Building the analysis file (step 3: set up some "visible" parameters; specifically, the T-PSZ cell parameters)

1. We are now ready to check the starting parameters for the quantitative analysis. The main idea is to guide a little the starting analysis to ensure the least squares algorithm may find a solution.
   In general we should check that the phases we loaded are the correct one for the analysis and in particular that the peaks of the phases roughly correspond to peaks in the spectrum.

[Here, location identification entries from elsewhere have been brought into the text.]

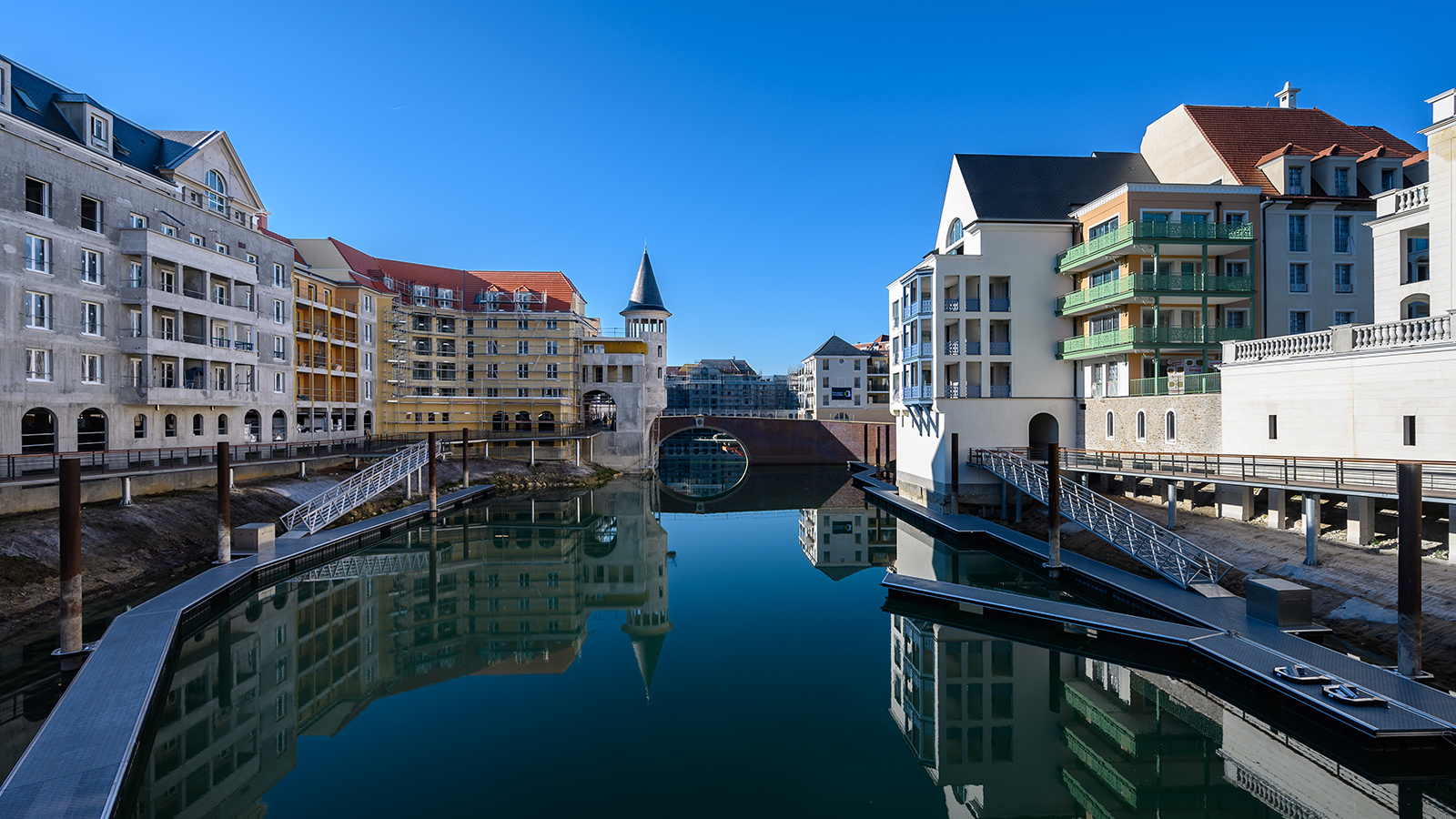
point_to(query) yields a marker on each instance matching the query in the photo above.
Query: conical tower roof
(645, 296)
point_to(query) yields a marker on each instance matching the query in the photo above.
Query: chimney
(1286, 95)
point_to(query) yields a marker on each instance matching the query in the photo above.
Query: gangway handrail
(337, 501)
(1165, 552)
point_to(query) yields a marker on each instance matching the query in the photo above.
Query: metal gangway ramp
(339, 499)
(1142, 540)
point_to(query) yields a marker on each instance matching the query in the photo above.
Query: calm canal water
(628, 652)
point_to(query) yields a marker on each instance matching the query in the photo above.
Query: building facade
(142, 286)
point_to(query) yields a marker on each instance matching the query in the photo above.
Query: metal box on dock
(1278, 601)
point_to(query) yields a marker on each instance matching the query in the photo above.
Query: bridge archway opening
(1040, 431)
(701, 462)
(601, 410)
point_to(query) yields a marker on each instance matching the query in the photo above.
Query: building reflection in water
(1011, 729)
(499, 589)
(846, 535)
(701, 462)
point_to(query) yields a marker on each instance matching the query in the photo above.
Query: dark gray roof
(837, 346)
(1045, 188)
(645, 296)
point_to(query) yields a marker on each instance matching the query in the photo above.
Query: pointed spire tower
(647, 319)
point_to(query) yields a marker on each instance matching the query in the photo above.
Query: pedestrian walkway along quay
(76, 763)
(1208, 640)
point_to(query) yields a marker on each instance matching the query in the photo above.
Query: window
(1298, 234)
(36, 197)
(36, 254)
(36, 310)
(91, 368)
(1344, 278)
(38, 365)
(91, 215)
(1299, 278)
(1343, 235)
(216, 193)
(91, 318)
(91, 267)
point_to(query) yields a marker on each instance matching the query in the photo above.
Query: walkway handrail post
(1409, 569)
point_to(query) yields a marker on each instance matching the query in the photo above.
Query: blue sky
(783, 160)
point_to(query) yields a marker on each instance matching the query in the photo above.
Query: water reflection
(1011, 729)
(501, 589)
(701, 462)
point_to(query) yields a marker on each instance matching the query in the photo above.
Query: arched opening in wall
(601, 410)
(1417, 307)
(91, 430)
(1040, 431)
(38, 431)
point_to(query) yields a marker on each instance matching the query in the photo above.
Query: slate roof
(837, 347)
(1245, 136)
(1045, 188)
(645, 296)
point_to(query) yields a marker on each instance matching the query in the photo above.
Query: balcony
(1149, 337)
(1138, 285)
(1165, 234)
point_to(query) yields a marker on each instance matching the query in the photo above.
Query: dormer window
(216, 191)
(1296, 181)
(101, 135)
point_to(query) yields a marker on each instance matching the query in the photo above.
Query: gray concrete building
(146, 299)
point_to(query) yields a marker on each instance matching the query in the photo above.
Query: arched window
(216, 191)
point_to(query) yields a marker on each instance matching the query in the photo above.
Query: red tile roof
(468, 283)
(1245, 137)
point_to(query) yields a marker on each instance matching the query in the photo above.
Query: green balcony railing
(1157, 281)
(1154, 337)
(1155, 230)
(1194, 383)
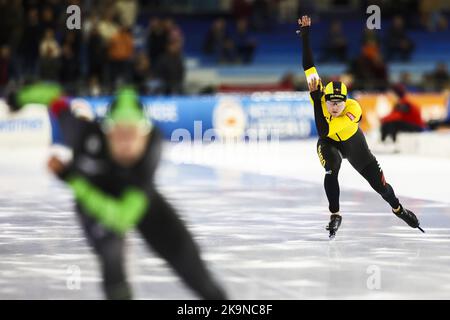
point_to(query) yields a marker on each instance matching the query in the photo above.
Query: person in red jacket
(405, 117)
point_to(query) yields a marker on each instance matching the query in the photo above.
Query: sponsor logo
(229, 119)
(350, 115)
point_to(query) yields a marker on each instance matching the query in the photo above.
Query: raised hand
(304, 21)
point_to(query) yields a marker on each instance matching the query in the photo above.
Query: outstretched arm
(307, 56)
(316, 92)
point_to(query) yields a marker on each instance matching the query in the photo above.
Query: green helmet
(127, 108)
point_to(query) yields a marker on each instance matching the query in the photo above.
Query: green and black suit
(110, 200)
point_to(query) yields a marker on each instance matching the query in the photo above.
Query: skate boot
(409, 217)
(333, 226)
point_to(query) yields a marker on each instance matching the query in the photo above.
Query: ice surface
(259, 218)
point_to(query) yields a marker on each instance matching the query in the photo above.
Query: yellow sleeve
(310, 74)
(350, 116)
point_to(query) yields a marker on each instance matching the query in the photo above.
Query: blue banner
(255, 116)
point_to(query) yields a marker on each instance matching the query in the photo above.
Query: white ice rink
(259, 214)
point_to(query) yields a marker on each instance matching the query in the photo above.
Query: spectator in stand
(70, 61)
(405, 116)
(142, 73)
(11, 24)
(7, 70)
(29, 46)
(120, 54)
(241, 9)
(398, 45)
(432, 15)
(170, 69)
(96, 52)
(127, 12)
(406, 80)
(49, 57)
(336, 44)
(157, 39)
(174, 32)
(439, 79)
(107, 26)
(369, 70)
(48, 19)
(245, 45)
(264, 12)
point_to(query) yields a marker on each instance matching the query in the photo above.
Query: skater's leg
(109, 248)
(374, 175)
(366, 164)
(168, 236)
(331, 160)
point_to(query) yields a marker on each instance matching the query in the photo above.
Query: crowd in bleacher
(119, 42)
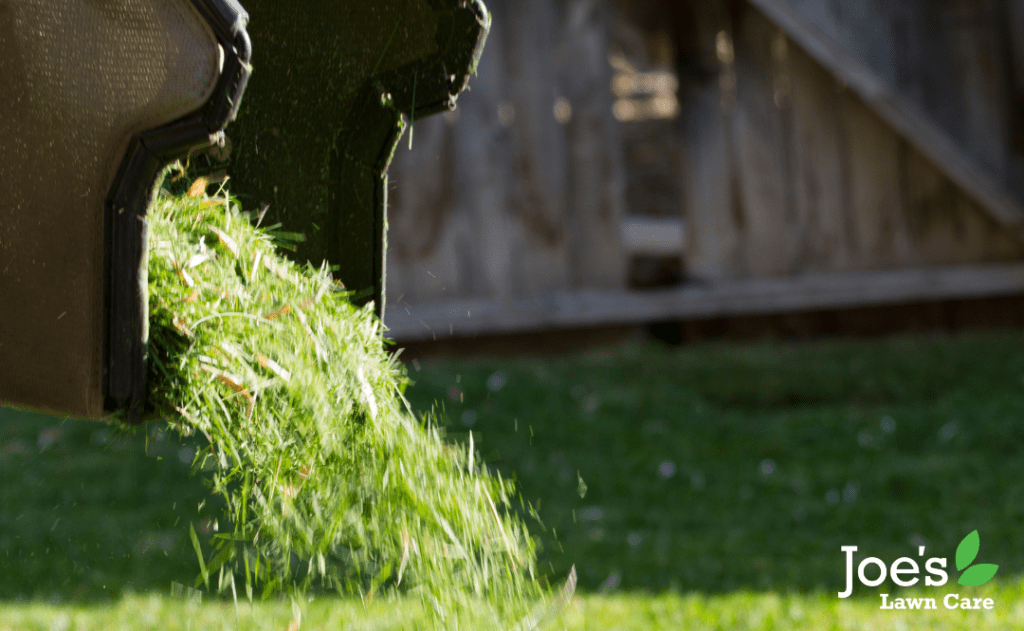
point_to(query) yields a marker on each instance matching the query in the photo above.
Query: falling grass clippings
(328, 478)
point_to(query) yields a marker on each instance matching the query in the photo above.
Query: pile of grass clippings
(328, 477)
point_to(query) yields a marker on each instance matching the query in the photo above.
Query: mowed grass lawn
(718, 484)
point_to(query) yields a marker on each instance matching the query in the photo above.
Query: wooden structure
(795, 154)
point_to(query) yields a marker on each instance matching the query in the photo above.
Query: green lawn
(720, 482)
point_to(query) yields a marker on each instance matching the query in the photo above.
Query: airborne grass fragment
(329, 479)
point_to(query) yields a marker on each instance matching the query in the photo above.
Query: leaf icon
(968, 550)
(978, 575)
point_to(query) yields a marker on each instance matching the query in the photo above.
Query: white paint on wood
(752, 296)
(652, 236)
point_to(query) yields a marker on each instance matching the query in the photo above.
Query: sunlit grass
(721, 481)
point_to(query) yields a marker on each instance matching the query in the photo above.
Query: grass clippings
(329, 480)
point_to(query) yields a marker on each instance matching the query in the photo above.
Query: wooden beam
(758, 296)
(903, 117)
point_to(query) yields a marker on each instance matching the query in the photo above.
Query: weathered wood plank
(539, 153)
(903, 117)
(595, 184)
(450, 220)
(978, 79)
(710, 186)
(946, 226)
(771, 232)
(876, 181)
(759, 296)
(820, 166)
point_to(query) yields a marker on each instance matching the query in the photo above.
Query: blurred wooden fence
(820, 155)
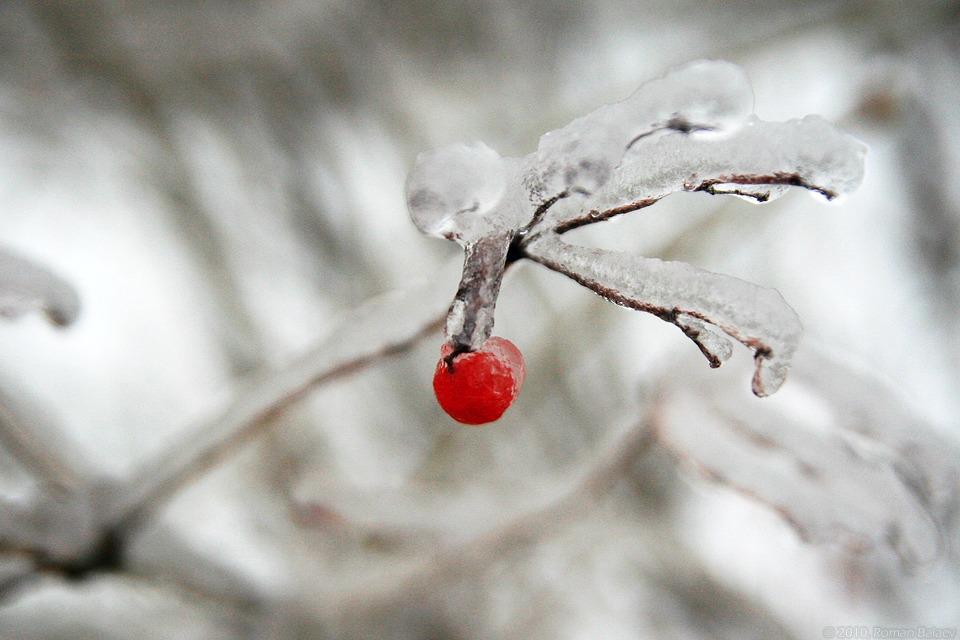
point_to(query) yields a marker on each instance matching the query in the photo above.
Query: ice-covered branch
(859, 471)
(758, 161)
(687, 131)
(582, 156)
(687, 297)
(470, 318)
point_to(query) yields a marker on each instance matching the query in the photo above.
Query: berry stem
(471, 316)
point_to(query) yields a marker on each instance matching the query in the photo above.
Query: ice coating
(581, 156)
(26, 287)
(757, 160)
(471, 316)
(755, 316)
(459, 192)
(714, 346)
(690, 130)
(828, 486)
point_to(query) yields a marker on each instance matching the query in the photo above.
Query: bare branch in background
(384, 326)
(858, 480)
(27, 287)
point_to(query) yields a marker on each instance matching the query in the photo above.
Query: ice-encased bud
(456, 192)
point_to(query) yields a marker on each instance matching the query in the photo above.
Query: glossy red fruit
(480, 385)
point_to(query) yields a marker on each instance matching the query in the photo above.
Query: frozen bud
(459, 193)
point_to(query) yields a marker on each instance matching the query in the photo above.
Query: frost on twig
(26, 287)
(690, 130)
(858, 479)
(684, 295)
(757, 161)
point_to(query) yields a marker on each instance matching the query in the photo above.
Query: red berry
(481, 384)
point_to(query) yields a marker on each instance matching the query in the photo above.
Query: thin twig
(252, 411)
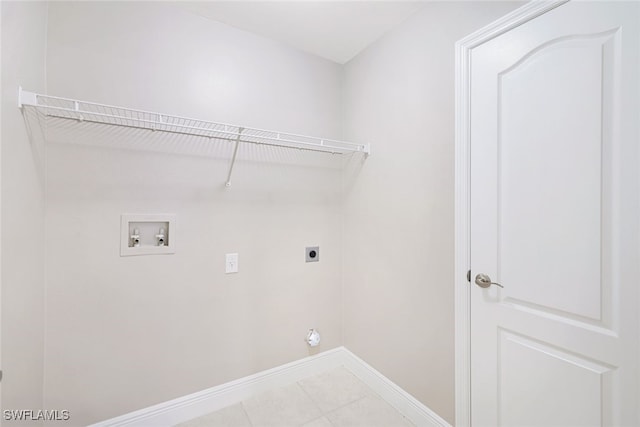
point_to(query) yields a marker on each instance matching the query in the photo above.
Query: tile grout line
(311, 398)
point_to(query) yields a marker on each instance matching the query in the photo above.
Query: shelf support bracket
(233, 159)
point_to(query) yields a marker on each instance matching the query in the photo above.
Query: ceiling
(335, 30)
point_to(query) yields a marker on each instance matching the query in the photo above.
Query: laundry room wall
(123, 333)
(22, 211)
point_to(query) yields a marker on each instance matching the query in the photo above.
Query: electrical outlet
(312, 254)
(231, 263)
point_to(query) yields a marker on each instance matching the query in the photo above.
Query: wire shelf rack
(92, 112)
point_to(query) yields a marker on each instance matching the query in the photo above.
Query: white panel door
(554, 219)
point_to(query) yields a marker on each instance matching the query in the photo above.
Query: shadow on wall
(261, 172)
(36, 131)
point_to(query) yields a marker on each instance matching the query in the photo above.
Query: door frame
(462, 291)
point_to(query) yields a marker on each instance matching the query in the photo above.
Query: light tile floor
(332, 399)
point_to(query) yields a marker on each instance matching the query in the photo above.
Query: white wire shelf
(92, 112)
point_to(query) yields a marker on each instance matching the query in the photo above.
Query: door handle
(484, 281)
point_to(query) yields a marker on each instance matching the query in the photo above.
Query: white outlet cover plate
(231, 263)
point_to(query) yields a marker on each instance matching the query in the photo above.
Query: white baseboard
(203, 402)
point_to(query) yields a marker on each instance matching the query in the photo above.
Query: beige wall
(124, 333)
(23, 63)
(399, 229)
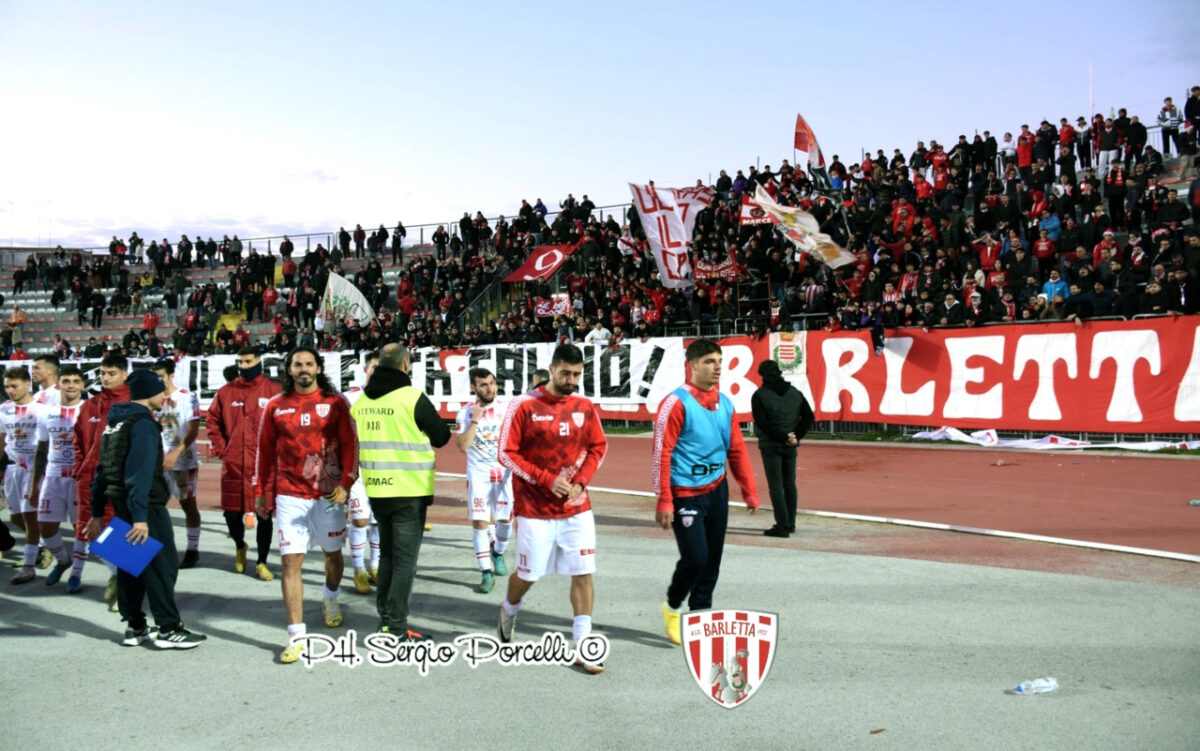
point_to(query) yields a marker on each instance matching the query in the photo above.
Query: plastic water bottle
(1041, 685)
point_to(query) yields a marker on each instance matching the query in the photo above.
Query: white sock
(358, 536)
(54, 545)
(78, 557)
(483, 556)
(503, 532)
(581, 626)
(373, 540)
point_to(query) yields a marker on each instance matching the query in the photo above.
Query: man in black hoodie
(399, 428)
(781, 418)
(131, 476)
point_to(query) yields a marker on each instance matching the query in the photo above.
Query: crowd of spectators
(1053, 223)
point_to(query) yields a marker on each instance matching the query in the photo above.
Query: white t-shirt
(48, 396)
(481, 454)
(55, 426)
(18, 422)
(178, 413)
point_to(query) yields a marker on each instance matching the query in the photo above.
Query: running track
(1115, 499)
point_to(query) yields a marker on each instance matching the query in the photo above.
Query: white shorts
(58, 498)
(17, 485)
(564, 546)
(490, 496)
(305, 523)
(181, 482)
(359, 505)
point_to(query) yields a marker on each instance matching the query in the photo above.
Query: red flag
(544, 260)
(807, 142)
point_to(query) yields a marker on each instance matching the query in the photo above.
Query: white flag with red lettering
(801, 228)
(664, 223)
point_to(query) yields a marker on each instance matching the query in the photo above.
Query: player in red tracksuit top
(696, 436)
(307, 461)
(232, 425)
(553, 443)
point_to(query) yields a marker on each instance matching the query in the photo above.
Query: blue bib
(699, 456)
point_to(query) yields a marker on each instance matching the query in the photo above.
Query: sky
(268, 118)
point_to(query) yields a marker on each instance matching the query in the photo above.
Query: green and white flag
(343, 300)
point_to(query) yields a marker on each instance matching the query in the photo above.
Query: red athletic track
(1128, 500)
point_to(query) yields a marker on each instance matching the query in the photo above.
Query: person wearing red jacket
(695, 434)
(89, 425)
(232, 427)
(307, 461)
(1025, 140)
(553, 443)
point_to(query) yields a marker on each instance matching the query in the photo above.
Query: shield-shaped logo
(729, 653)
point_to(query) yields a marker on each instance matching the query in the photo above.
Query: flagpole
(1091, 91)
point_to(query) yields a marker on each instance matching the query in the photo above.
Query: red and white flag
(807, 142)
(665, 227)
(802, 229)
(557, 305)
(544, 260)
(751, 212)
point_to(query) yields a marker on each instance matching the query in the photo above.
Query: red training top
(306, 446)
(543, 437)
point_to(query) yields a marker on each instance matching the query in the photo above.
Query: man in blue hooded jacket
(131, 476)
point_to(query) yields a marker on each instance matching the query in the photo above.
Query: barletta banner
(627, 382)
(1103, 377)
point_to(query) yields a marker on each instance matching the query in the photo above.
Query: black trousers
(699, 527)
(157, 580)
(401, 530)
(779, 466)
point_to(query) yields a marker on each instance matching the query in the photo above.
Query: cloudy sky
(264, 118)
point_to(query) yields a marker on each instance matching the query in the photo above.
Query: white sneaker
(333, 612)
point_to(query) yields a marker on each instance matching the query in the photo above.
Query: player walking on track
(232, 426)
(307, 461)
(489, 484)
(553, 443)
(695, 433)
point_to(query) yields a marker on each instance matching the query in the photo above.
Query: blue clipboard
(112, 546)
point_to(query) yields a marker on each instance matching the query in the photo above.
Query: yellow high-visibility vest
(395, 457)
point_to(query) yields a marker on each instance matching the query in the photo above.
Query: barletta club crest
(729, 653)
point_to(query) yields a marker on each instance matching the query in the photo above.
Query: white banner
(991, 439)
(664, 224)
(628, 380)
(342, 299)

2. First we compute the spectrum based on the actual parameters. To do this press the calculator toolbar button (the tooltip that it is shown when you leave the mouse few seconds over it says Compute spectra or from the 'Refinement' menu, click on the Compute spectra menu item. The program will compute a spectrum with the actual values of the parameters, phases etc. and the spectrum plot panel will be automatically refreshed. You should have at the end something like:
   
   
   
   The intensity is quite low and the computed spectrum in the high 2theta part does not correspond correctly to the experimental part (see between 140 and 150 degrees).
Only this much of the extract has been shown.